Monday, May 2, 2011

Chicken Soup With Rice: A Book of Months

It's time for our Word of the Week feature here at LitLad. Here's how it works: Every Sunday the boys and I read a book from which they pick their favorite-sounding unfamiliar word. They each write the word that night and we try to use it in conversation as much as we can throughout the week. According to The Read-Aloud Handbook by Jim Trelease, "the only words children learn having heard them only once are the words you wish you had never said in front of them."

This week's word is concocting, a verb meaning "preparing by mixing ingredients."











And we're reading Chicken Soup With Rice, in which it says, "In May I truly think it best to be a robin lightly dressed concocting soup inside my nest."























Chicken Soup With Rice: A Book of Months
Author/illustrator: Maurice Sendak
Publisher: HarperCollins (1962)
Source: Public library

In Chicken Soup With Rice, each month gets its own poem about chicken soup with rice and a picture to go with it. The little boy in the book imagines how he'll eat or serve chicken soup with rice for each month of the year: He eats it while sliding on ice in December and swimming under water in July; in June he pours chicken soup over his roses to pep them up; and he imagines himself as a whale spouting hot soup in November. All we need now is the song by Carole King to go along with the book.
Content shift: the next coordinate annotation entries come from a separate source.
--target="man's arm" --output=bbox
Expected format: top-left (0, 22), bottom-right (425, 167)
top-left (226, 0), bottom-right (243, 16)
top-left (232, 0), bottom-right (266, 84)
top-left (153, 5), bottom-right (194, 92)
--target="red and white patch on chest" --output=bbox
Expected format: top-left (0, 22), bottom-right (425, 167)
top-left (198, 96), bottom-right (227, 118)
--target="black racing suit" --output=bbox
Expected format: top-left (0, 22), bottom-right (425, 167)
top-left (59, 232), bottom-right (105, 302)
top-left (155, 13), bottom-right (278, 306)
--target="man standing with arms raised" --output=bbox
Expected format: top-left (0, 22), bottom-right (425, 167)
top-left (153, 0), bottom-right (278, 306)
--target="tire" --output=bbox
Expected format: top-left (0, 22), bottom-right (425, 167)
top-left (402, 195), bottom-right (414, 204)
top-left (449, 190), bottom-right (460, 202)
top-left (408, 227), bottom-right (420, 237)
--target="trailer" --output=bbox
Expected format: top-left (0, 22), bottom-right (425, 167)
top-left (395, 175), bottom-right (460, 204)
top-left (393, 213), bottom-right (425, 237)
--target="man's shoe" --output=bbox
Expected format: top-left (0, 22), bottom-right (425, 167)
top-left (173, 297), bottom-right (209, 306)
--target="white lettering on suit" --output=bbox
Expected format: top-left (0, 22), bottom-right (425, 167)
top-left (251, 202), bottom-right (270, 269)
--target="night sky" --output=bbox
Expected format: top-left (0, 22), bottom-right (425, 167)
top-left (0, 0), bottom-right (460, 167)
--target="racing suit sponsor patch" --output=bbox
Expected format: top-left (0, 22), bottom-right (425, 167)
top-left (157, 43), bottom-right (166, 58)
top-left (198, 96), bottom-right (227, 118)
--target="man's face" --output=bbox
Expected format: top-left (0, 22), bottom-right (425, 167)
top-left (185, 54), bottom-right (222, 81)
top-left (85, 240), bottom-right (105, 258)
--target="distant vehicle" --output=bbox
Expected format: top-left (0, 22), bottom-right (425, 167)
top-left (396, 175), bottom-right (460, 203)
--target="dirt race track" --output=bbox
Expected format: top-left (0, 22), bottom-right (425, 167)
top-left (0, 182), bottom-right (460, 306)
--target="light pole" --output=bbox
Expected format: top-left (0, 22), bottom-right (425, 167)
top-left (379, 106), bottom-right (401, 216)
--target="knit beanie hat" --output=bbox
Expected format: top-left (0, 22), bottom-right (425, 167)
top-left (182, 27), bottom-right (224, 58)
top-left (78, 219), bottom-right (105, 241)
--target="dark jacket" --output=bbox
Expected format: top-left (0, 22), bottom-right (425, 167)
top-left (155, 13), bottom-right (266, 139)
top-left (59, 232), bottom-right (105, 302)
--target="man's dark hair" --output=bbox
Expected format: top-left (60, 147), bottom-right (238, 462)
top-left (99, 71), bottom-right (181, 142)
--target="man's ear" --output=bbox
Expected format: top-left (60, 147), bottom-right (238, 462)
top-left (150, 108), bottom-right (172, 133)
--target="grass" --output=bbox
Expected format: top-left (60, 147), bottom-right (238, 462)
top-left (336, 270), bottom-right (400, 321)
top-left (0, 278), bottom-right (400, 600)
Tintin's note: My favorite part is when the boy was eating chicken soup with rice with a snowman who was eating cake.

Johnny Boo's note: It was good and I liked it so much that I freaked out. I recommend this book to people who like freak-out stuff. 


Find it: Amazon, IndieBound

3 comments:

Catherine said...

Love this book! You can also get it packaged as one of four tiny books in The Nutshell Library. The other titles are One Was Johnny; Alligators All Around; and Pierre. Wonderful books all!

Carrie said...

I lurve this book. When I taught second grade I copied each poem onto chart paper and had my students read that month's poem each morning. It was a great way to start the day, especially with action movements to go along!

Unknown said...

Thank you for being so loyal to Book Talk Tuesday! I can't read any of these books without singing the lyrics. I think I need to dust off Pierre and read it to my (or sing it to my) 7 year old.